Apparently even single-celled protozoa can show learned trial and error behaviour.
Do you consider fungi animals or do you perhaps mean animals that don't have a brain/CNS?
Yes, protozoans don't have brains and yet they exhibit complex behavior.
In the 90s you didn't have norm layers, residuals, attention, and some more.

So you're missing a lot of the building blocks that make LLMs. It's not a matter of just having the compute.

I think the attention mechanism is so simple but so revolutionary that people forget it.

Like the best leaps in thinking, once it is made, is is immediately obvious and intuitive.

Yes, but it wasn't invented from nothing in 2017. Soft attention existed in other applications like information retrieval, Nonlocal networks had similar ideas as well. But it wasn't seen or used as a fundamental building block. But it wasn't something out of the blue either.
Almost everything in ML is like that. It seems so obvious in hindsight. It's maybe what I love most.

Residual connections are so simple, so obvious and so vital. Yet nobody came up with them until 2015?

I suspect it was considered many times, but the sheer computation scale would make it feel like obscene brute force. It feels like the right shape but too wild to think about implementing.
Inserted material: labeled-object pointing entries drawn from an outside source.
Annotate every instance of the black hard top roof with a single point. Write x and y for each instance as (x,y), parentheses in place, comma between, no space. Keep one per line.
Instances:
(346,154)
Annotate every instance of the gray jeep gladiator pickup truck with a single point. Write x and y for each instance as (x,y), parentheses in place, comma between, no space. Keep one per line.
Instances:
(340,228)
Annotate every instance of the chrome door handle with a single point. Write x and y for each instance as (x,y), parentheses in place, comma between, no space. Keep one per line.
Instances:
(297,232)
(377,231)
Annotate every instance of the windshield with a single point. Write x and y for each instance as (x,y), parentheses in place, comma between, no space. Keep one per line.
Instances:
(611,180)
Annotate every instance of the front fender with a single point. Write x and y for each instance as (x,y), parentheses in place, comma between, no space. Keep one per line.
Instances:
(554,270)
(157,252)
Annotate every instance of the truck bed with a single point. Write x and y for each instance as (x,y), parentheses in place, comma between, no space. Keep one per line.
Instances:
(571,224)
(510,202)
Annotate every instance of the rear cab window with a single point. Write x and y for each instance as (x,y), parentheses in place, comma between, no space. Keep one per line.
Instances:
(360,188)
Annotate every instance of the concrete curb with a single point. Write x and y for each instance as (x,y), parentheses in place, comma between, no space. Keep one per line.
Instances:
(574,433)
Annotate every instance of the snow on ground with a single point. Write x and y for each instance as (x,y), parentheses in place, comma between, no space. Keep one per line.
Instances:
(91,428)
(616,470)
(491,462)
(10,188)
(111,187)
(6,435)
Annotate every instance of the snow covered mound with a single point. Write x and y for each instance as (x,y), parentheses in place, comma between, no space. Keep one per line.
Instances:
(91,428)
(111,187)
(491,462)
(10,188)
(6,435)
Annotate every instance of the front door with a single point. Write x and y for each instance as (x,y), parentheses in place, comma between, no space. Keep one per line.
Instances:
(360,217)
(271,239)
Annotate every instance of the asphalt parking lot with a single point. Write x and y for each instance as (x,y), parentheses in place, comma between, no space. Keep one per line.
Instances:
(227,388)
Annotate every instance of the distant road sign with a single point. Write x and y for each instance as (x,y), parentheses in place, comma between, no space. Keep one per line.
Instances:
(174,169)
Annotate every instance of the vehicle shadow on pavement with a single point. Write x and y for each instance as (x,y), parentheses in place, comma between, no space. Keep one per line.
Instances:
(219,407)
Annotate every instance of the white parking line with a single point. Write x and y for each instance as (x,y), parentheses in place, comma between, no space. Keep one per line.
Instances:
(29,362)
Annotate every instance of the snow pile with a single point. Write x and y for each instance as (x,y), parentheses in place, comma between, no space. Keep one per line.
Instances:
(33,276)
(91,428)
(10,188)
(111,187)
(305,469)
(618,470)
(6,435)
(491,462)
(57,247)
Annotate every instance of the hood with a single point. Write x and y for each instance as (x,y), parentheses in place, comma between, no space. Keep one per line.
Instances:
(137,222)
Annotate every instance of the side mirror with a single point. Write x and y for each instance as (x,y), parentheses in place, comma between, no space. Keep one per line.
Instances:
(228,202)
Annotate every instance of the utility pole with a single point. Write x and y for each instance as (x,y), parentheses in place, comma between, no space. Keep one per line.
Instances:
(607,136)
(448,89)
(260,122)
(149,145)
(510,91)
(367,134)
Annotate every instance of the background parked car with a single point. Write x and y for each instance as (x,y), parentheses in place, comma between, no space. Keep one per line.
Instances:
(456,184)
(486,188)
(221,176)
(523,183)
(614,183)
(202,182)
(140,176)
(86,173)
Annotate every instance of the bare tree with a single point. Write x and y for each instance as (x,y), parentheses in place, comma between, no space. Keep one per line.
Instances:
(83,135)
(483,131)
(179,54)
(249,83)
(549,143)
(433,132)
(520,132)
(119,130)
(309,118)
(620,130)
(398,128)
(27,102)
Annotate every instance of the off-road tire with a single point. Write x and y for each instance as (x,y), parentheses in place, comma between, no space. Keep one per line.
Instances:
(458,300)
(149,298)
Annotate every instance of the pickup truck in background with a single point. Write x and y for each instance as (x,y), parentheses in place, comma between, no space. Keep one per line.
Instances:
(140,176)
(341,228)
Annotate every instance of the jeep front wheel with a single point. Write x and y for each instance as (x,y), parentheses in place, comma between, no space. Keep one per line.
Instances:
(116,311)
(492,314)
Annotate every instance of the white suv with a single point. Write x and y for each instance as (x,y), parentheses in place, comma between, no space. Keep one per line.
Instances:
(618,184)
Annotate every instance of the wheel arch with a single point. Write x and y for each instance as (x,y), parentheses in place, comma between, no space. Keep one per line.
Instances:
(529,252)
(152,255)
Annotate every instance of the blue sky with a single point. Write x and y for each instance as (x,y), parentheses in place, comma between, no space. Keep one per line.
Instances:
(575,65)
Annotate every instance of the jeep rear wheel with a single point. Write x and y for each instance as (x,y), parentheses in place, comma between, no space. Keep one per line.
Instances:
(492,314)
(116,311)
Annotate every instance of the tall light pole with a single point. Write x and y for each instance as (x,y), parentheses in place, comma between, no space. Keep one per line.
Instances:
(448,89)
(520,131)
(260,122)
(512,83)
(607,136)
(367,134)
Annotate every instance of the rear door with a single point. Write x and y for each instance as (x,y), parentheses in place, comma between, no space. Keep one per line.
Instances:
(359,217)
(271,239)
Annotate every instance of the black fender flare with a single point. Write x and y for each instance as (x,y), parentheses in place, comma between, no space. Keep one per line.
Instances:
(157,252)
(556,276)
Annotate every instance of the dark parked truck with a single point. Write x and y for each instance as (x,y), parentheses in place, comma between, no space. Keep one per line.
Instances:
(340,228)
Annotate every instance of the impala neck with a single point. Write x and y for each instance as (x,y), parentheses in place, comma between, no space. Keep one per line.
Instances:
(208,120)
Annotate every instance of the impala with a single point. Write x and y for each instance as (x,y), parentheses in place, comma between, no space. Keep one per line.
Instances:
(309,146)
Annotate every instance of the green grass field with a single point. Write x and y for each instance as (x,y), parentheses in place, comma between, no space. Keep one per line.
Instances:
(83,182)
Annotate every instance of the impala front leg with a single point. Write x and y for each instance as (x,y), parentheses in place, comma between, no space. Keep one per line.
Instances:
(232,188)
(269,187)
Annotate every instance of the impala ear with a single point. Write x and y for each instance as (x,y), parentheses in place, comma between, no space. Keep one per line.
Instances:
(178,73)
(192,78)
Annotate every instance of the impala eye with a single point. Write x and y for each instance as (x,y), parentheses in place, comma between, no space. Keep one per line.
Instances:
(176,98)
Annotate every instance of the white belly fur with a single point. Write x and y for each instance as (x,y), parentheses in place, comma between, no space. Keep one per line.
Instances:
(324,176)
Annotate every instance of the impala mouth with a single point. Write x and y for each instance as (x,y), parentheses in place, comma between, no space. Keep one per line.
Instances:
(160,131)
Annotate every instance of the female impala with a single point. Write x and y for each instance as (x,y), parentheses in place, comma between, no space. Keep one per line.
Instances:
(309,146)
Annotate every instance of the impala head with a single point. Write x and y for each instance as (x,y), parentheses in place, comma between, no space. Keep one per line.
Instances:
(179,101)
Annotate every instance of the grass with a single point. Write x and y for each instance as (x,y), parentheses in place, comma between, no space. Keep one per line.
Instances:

I think as time went on, and hardware got better, it seemed more reasonable to actually think about a viable implementation of what I think was a widespread intuition anyone in ML had that everything's context is everything.

It just seemed like a theoretical thing until hardware caught up. Maybe. Perhaps I'm applying a retrospective excuse to why it took so long.

People definitely wanted to train deep networks before, but didn't know how. They evdn tried things like training layers independently.

I don't think it was intuitive to anyone back then, the vanishing gradient problem was a big deal since the dawn of NNs. I'm not sure what you mean by sheer computation, residuals allow you to have deep networks instead of shallow and wide ones. You can have equivalent parameter count.

Attention layers were not used in the 90s.
Probably better to not simply reduce it by just saying X is Y then if it has all that extra complexity and capacity.
LLMs are semiotic infrastructure. You won’t find a better analogy. The cognitive frame won’t hold.